Depuis la crise du Covid-19, la prise de conscience des déficiences des politiques de souveraineté sanitaire et industrielle a cheminé en France et en Europe. Désormais, les façonniers pharmaceutiques sont perçus par les pouvoirs publics comme des relais essentiels pour sécuriser la fourniture de médicaments dits essentiels. A tel point qu’une enveloppe leur a été allouée pour encourager ces sous-traitants à développer leurs capacités de production sur le territoire. Mi 2024, près de la moitié des 450 molécules essentielles recensées par le gouvernement était ainsi fabriquée dans des usines tricolores. Mais tous les CDMO (Contract Manufacturing Organization) ne sont pas logés à la même enseigne. Les fabricants de génériques pourraient en effet, eux, souffrir de la délocalisation de leur production.

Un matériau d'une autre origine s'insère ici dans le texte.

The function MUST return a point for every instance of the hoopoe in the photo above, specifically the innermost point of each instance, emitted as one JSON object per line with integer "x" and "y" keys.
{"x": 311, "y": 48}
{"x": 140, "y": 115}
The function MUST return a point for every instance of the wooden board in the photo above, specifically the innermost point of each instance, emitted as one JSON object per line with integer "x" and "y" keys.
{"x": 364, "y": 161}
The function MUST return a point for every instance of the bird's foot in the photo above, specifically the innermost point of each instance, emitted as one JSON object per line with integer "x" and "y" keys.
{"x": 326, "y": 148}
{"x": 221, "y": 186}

Les effets structurants de la crise du Covid sur l’extension, la modernisation et le repositionnement de l’offre des CDMO en France continueront de porter leurs fruits. Les investissements consentis, avec le soutien des pouvoirs publics, ont effet renforcé la compétitivité et l’attractivité de l’outil industriel français dédiés à la sous-traitance de fabrication de médicaments. Les façonniers ont ainsi réorienté leurs capacités vers les médicaments essentiels, bénéficiant d’une politique de soutien à leur relocalisation en France mais aussi vers les segments porteurs et à valeur ajoutée du marché (injectables, BFS, formes complexes, conditionnements innovants et écologiques, etc.).

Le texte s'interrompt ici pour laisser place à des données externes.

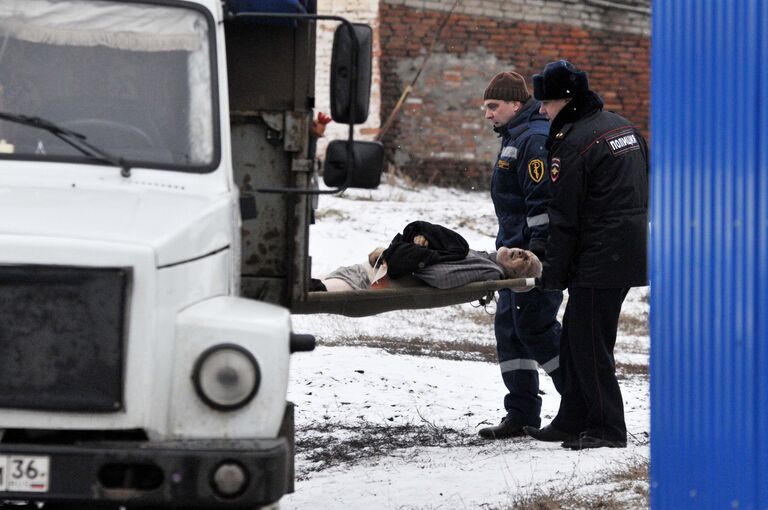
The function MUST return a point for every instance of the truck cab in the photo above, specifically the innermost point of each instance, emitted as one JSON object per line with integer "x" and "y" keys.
{"x": 157, "y": 174}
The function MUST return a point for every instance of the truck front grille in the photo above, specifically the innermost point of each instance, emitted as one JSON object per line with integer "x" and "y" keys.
{"x": 61, "y": 338}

Les CDMO les plus exposés aux génériques sous le coup de menaces de délocalisations
Malgré le regain d’intérêt pour la souveraineté sanitaire, la question de la viabilité économique de la production de médicaments matures demeure entière. La fabrication de génériques, en particulier, est en première ligne. C’est ce que révèle le projet de cession de Biogaran, la filiale de génériques du groupe Servier, pour l’instant suspendu faute d’offres jugées suffisantes. Selon le profil du repreneur et sa nationalité – plusieurs groupes indiens seraient intéressés – cette opération pourrait rebattre les cartes du secteur. Biogaran, leader du générique et troisième laboratoire en volume en France, confie en effet la moitié de sa production à des façonniers implantés sur le territoire. Une telle cession pourrait accentuer le risque de délocalisation, en particulier pour les CDMO fortement dépendants de ce segment. Les sous-traitants français, quelle que soit leur taille, se retrouveraient alors en première ligne face à ces menaces.
Dans le même temps, la montée du protectionnisme américain risque de compliquer l’équation des façonniers. L’an dernier, l’export a en effet représenté plus de la moitié du chiffre d’affaires du secteur. En réalité, cette menace pèse surtout sur les leaders, de loin les plus internationalisés. Les groupes français Delpharm et Anjac H&B apparaissent ainsi exposés en raison de leurs implantations industrielles canadiennes, point d’entrée pour desservir le pays de l’Oncle Sam. Le retour du protectionnisme aux Etats-Unis aura plus globalement des répercussions sur les choix d’implantations industrielles des donneurs d’ordres, et notamment des biotech européennes, pour lesquels l’accès au marché américain est crucial.